Service Layer Integration

class ForecastingService:
    def __init__(self, 
                 forecast_repository: ForecastRepository,
                 service_registry: ServiceRegistry):
        self.forecast_repository = forecast_repository
        self.data_client = service_registry.get_data_client()
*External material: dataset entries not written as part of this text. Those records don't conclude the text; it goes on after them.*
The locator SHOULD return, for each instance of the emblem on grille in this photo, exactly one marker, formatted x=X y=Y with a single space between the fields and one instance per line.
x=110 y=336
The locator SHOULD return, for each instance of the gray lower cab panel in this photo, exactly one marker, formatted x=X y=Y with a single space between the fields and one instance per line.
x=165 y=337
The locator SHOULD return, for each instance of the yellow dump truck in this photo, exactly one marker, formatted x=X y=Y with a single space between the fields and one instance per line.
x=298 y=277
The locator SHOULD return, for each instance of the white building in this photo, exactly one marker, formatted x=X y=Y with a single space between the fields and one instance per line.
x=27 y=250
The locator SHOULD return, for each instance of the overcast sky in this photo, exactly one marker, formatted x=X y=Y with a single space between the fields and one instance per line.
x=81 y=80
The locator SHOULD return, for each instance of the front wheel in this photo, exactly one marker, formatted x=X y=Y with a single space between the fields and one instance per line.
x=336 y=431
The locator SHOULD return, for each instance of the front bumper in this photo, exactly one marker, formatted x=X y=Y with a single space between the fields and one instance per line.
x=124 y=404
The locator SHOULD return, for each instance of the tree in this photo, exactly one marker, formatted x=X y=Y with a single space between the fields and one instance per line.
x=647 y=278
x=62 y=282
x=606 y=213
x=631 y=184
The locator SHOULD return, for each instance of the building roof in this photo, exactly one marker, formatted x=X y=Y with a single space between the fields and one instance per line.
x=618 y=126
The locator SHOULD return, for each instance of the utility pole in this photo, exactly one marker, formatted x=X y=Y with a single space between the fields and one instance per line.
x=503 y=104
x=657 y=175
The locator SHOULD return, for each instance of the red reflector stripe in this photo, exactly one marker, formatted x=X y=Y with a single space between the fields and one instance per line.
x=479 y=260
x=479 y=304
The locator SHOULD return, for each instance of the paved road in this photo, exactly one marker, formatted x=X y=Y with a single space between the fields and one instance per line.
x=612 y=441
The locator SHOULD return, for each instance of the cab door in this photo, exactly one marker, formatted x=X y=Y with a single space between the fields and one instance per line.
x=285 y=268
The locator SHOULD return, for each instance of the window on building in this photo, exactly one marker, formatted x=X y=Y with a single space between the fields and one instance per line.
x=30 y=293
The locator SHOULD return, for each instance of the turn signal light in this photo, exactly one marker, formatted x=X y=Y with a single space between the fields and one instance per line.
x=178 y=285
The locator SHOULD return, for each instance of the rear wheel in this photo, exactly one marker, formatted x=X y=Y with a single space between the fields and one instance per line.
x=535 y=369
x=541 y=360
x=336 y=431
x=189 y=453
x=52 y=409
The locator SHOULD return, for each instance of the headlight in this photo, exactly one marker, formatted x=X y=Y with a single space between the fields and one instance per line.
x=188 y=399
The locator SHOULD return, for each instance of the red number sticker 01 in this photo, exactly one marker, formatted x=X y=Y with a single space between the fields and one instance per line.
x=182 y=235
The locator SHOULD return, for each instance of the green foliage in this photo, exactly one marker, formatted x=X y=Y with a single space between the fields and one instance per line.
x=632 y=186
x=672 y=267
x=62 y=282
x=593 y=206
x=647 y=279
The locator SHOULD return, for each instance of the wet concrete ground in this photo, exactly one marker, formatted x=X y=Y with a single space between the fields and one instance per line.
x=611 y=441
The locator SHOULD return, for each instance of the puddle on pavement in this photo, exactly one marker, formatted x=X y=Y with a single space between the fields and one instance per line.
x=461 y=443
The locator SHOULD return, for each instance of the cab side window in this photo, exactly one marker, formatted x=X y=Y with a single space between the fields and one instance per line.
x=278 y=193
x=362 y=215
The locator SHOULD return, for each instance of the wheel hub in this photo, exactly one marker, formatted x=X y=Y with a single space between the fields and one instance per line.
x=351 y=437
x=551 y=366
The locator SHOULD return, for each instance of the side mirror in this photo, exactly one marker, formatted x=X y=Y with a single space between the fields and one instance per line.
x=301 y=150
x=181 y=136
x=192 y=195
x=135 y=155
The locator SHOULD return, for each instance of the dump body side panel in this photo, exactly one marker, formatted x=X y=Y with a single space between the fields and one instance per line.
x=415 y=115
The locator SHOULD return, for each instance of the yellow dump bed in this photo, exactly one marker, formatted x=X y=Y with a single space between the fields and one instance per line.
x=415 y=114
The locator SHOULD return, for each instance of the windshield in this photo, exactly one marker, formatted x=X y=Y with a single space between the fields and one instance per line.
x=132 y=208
        self.training_client = service_registry.get_training_client()
    
    async def create_forecast(self, tenant_id: str, model_id: str):
        # Get data through enhanced client
        sales_data = await self.data_client.get_all_sales_data_with_monitoring(
            tenant_id=tenant_id,
            correlation_id=f"forecast_data_{datetime.utcnow().isoformat()}"
        )
        
        # Use repository for database operations
        forecast = await self.forecast_repository.create({
            "tenant_id": tenant_id,
            "model_id": model_id,
            "status": "pending"
        })
        
        return forecast

This completes the comprehensive enhanced inter-service communication system that integrates seamlessly with the new repository pattern architecture, providing resilience, monitoring, and advanced features for all service interactions.